バテン・カイトス

2003年12月5日発売/ナムコ/80点

 色んな意味で、非常に惜しい作品です。
 シナリオ、音楽、キャラクターと、ゲームを構成する要素はどれも一級品ながら、ところどころの細かい不満点が、喉に刺さった魚の骨みたいに残っちゃうんですよね。

 プレイヤーが「主人公に憑依している精霊」という設定で、主人公がプレイヤーに語りかけることで物語が進行するという手法は好き嫌いが分かれると思いますが、ゲーム世界への没入感(なんだそれ)が素晴らしく大きく、「共に冒険をしているんだ」という感覚は、他のRPG作品よりも一枚も二枚も上です。
 シナリオの前半部分はちょっと先が読めてしまいますが、後半になると、いい意味でさっぱりワケがわかりません。主人公とヒロインが再会する場面や、精霊であるプレイヤーと主人公の別れの場面などは、思わず涙ぐんでしまいます。また、これも素晴らしい点として、伏線の張りかたが凄く上手いんですよ。だからといってぐだぐだにすることなくきちんと解決しているのは、シナリオライターさんの実力の素晴らしさでしょうね。
 力技で無理やりハッピーエンドに投げ飛ばすかのごときエンディングはちょっとどうかと思いましたが、それでもこの作品ならアリかな、と思えてしまうから不思議。
 ただそれだけに、シナリオ中盤の中だるみがなければなー、というのが惜しいところ。また、これが本作の特徴でもあるんですが、本作でムービーがあるのはなんとオープニングのみ。エンディングすら会話で終わってしまいます。このあたりをもうちょっと作りこんでくれれば、間違いなく神ゲーだったんですが…。

 絵の方は、流石に今見るとちょっと落ちますが、それでも幻想的な色使いが非常に綺麗で、不思議な雰囲気を出しています。このあたりの演出は、魅力的なキャラクターと重ねてみて魅力が倍になっており、非常に好きです。
 ただ、キャラクターがかなり小さいのは残念。街なども目をこらして見ないと、どこになにがあるのか、通れるのか通れないのか解りづらいです。
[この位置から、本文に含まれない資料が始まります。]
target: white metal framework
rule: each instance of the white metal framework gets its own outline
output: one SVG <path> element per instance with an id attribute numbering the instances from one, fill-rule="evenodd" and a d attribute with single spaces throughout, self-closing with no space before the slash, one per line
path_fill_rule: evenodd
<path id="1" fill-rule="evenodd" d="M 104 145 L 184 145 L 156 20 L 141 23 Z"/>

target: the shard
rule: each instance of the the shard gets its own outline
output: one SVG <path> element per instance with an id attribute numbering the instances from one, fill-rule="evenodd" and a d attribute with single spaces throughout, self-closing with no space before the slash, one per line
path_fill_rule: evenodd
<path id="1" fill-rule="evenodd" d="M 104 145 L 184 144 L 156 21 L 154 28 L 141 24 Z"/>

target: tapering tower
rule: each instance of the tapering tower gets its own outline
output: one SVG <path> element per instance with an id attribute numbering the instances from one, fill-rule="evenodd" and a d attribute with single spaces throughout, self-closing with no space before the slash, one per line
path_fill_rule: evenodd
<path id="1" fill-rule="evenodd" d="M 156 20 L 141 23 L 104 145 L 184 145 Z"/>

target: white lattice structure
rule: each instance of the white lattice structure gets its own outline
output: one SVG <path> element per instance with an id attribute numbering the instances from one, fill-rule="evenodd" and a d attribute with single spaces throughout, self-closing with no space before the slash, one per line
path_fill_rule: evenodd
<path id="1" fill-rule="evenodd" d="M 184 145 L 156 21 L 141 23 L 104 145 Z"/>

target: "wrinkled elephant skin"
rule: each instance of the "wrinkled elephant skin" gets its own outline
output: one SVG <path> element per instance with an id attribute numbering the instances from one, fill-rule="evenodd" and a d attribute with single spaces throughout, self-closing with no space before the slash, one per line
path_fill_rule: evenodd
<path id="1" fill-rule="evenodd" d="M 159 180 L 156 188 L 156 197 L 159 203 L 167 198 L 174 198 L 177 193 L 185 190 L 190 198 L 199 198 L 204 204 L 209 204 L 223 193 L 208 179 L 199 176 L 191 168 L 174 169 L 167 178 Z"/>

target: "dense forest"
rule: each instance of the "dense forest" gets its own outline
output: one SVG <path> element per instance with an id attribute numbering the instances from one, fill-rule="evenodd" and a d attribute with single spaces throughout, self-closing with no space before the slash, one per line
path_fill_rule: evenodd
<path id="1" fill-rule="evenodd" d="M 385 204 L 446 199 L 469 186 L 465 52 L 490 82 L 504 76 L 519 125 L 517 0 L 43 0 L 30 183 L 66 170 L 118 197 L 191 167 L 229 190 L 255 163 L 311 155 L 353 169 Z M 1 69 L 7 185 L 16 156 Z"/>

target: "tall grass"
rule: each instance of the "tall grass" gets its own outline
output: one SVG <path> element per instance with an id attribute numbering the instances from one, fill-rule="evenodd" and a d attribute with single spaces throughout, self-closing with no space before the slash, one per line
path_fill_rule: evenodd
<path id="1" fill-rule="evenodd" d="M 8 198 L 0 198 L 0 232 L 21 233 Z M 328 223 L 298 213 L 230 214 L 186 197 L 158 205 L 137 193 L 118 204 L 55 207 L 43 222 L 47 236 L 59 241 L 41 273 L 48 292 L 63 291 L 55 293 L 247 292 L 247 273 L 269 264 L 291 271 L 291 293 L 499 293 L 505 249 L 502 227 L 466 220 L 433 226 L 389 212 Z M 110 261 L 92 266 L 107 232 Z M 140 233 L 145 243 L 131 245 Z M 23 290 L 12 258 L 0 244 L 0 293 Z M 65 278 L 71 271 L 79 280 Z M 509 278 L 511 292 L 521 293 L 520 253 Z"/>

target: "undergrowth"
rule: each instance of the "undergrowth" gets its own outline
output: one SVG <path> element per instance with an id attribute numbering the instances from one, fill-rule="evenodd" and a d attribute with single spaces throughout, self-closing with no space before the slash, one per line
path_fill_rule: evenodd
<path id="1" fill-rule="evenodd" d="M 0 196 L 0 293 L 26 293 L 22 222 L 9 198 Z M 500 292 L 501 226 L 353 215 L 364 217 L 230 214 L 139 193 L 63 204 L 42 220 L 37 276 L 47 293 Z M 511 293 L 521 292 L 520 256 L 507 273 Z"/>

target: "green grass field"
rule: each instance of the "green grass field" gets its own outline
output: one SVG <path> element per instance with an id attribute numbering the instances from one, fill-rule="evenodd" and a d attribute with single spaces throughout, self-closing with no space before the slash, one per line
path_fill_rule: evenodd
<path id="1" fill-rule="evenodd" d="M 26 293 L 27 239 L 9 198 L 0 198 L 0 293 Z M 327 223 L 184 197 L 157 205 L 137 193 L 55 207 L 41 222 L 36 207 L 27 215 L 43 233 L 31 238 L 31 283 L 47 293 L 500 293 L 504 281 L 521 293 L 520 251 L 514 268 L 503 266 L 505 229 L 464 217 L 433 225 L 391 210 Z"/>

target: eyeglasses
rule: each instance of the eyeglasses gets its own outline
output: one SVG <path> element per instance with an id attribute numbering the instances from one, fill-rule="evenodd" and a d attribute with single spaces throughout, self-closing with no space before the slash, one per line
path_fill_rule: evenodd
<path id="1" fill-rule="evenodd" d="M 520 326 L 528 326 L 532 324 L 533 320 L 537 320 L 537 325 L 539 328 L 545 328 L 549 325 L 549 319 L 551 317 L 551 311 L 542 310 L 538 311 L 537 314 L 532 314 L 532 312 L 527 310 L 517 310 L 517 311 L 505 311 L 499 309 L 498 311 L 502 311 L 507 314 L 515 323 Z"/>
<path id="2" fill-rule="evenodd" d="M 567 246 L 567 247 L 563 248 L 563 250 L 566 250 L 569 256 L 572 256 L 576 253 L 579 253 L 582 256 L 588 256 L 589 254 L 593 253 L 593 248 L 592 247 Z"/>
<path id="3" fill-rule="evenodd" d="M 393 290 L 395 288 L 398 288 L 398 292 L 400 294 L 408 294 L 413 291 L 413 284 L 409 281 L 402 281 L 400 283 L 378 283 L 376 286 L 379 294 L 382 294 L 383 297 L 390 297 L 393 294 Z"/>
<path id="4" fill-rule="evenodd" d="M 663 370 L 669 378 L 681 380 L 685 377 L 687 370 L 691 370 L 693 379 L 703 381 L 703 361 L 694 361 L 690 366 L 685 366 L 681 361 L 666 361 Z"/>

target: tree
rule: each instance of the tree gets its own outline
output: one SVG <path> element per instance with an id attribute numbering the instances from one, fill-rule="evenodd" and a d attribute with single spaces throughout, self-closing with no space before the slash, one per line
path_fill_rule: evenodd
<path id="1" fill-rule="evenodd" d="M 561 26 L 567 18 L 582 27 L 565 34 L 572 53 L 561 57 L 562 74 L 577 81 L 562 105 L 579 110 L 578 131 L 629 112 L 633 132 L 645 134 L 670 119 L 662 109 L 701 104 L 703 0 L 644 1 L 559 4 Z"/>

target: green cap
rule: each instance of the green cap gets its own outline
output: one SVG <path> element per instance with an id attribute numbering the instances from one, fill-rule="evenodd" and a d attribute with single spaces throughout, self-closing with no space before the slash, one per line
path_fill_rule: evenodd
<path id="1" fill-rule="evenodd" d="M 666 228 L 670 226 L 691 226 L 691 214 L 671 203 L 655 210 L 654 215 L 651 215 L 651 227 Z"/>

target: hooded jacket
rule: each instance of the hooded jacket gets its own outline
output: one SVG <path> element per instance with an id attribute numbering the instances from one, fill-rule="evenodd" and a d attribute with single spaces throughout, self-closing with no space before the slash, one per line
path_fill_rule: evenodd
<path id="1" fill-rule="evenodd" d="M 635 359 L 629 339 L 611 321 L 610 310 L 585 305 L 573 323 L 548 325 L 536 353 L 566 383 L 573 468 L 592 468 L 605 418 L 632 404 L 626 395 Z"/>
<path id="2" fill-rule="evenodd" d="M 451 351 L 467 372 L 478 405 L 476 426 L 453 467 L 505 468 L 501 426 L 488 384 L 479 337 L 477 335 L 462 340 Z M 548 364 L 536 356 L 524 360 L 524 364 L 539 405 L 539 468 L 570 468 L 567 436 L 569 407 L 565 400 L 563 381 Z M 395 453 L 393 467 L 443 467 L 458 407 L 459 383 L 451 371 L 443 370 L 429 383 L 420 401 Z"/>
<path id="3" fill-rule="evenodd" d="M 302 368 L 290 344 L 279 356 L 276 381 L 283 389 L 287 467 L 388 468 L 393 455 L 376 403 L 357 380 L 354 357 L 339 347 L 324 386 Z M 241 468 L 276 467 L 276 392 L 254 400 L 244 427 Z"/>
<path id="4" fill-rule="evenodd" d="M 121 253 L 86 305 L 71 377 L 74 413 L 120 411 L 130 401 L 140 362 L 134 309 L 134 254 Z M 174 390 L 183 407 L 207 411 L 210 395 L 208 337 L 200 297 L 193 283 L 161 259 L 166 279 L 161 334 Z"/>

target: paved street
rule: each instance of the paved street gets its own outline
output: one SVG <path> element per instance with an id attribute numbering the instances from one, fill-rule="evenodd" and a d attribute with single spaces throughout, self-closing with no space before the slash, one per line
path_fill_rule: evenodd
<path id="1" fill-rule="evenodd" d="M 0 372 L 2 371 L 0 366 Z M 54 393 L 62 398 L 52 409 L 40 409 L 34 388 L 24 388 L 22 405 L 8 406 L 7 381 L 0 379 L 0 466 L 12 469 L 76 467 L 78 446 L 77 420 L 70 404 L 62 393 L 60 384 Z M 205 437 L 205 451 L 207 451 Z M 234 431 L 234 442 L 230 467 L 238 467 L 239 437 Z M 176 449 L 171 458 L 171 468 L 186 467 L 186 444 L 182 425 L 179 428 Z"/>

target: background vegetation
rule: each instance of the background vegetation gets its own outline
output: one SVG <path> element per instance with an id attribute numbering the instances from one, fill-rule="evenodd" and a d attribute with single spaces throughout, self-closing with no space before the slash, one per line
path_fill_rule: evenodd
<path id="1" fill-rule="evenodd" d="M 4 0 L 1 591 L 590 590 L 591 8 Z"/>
もともとムービーではなく、キャラクターの挙動でイベントが進行していくタイプのゲームなので、どうしても地味になってしまいがち。
 このあたり、もうちょっと作りこんでくれれば間違いなく(以下略)。

 そして、本作の特徴であり、一番話題となった戦闘です。
 本作はありがちなコマンド選択式ではなく、カードバトルに近い様式をとっているのですが、ぶっちゃけだりぃ!
 決して難しいとは言いませんし、やってて楽しいとすら思うんですが、異常に時間がかかるんですよ。このあたりもうちょっと(以下略)。

 あと一本、あと一本ネジのかけどころを間違いさえしなければ間違いなく神ゲーに化けることが出来た本作。
 魅力的なキャラクター、例がないほど素晴らしい音楽など、そのための要素は手を伸ばさずとも、元々備わっているのです。
 システム的には続編に期待したいところですが、シナリオ的には完全な結末を迎えちゃっているので、続編をやりたくないとも思えてしまうこの不思議な感覚。

 ああ、仏の掌の上で踊りまわる孫悟空のような気分ですね。